Many varieties of these cactus plants exist, though peyote remains the most popular for recreational purposes. Hallucinogens play important roles in medicine, recreation and religious traditions; however, these drugs can produce certain adverse effects when abused on a regular basis.

According to Mount San Jacinto College, cactus hallucinogens share a similar chemical structure to dopamine and norepinephrine, both essential brain neurotransmitter chemicals. These similarities enable these plants to alter the brain’s chemical system over time.

Cactus Hallucinogens

hallucingenic cactus

Up to three dozen types of cacti have hallucinogenic effects.

“Out of this world” experiences most characterize hallucinogen drug effects. As a group, hallucinogens include three different categories: dissociatives, deliriants and the cactus hallucination category, psychedelics.

Peyote, Prickly Pear and the San Pedro Cactus exist as the most commonly known cactus hallucinogens, though as many as three dozen varieties of cacti produce hallucinogenic effects. These plants can be found growing in desert regions in northern Mexico, South America and southeastern Texas.

Due to the unpredictable effects brought on by this class of drug, cactus hallucinogens fall under the Schedule I class of narcotic drugs, the most dangerous drugs in existence. Normally, Schedule I class drugs are considered illegal under all circumstances; however, the use of peyote in Native American religious ceremonies allows this one exception under federal law.

Hallucinogenic Compounds

Among the three commonly known cactus plants (peyote, Prickly Pear and the San Pedro Cactus), mescaline alkaloid compounds account for the hallucinogenic effects these plants produce. Other varieties of cacti contain different types of alkaloid compounds, two of which include N-methyltyramine and hordenine.

Unlike opiates and stimulants, where certain key ingredients account for a drug’s unique effects, the various compounds that make up a cactus plant’s chemical structure all contribute to the types of effects it produces. It’s the synergy of compounds found in cactus plants that account for their ability to produce hallucinatory effects. Since hallucinogen effects can vary each and every time a person uses, the physiological interactions between the user’s biochemistry and plant’s compounds also influence the type of drug “high” a person will experience.

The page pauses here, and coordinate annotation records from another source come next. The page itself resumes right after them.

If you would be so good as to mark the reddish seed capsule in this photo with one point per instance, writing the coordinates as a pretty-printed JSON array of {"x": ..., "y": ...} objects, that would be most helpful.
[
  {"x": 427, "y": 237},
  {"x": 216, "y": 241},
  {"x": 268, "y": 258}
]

Cactus Hallucinogen Effects

According to Columbia Health, the most pronounced effect of cactus hallucinogens works to distort a person’s perception of reality. Distortions in perception may take the form of –

  • Seeing visions
  • Hearing things, hearing voices
  • Seeing expansive spectrums of color
  • Smelling imaginary odors or scents
  • Feeling sensations or textures along the skin
  • Distorted sense of time and space

With peyote, a .3 to .5 gram dosage amount can produce this array of effects, which can last for up to 12 hours.

These experiences can be exhilarating or horrifying depending on any number of factors, some of which include –

  • How often a person uses the drug
  • Mood state
  • Environmental factors

When used on a regular or frequent basis, cactus hallucinogens can cause long-term brain damage with users experiencing random flashbacks from drug states for up to a year after their last drug use.